Kelly Oliver

 

On her book Animal Lessons: How They Teach Us to Be Human

Cover Interview of January 20, 2010

A close-up

Throughout Western history, philosophers have suggested that what is human is determined by what we eat.  Whether they think that we are what we eat (like Rousseau and Herder) or that we are not what we eat (like Freud and Kristeva), their notions of humanity either implicitly or explicitly maintain that man becomes human by eating animals.
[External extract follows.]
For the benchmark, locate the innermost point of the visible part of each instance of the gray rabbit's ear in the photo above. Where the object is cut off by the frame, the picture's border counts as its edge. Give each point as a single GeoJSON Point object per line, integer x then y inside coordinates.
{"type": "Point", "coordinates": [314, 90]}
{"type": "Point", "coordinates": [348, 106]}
I begin by looking back at eighteenth-century notions of humanity and animality that define man in terms of what he eats in order to set the stage for an investigation into how more recent philosophers from Freud through Kristeva repeat those romantic gestures that abject animals and exclude them from personhood or humanity, or from consideration as thinking or feeling beings.  I argue that within the history of philosophy, animals remain the invisible support for whatever we take to be human subjectivity, as fractured and obscure as it becomes in the late 20th and early 21st centuries.

In Animal Lessons, I distinguish between two types of eating or assimilation that not only speak to our relations with animals, but also our relations with each other.  We can, as humans have for centuries, eat animals (and plants) as a sign of our dominion over the earth and its creatures; we can kill for the sake of conquest and mount our trophies on the wall, dissect them, or train them to jump through hoops.  Since we need to eat, a more ethical way to eat others might be to eat only what we need and not more; and to eat in ways that nurture and nourish ourselves, each other—including other animals—and our shared environment.  We have a fundamental ethical obligation to others and the earth that sustain us.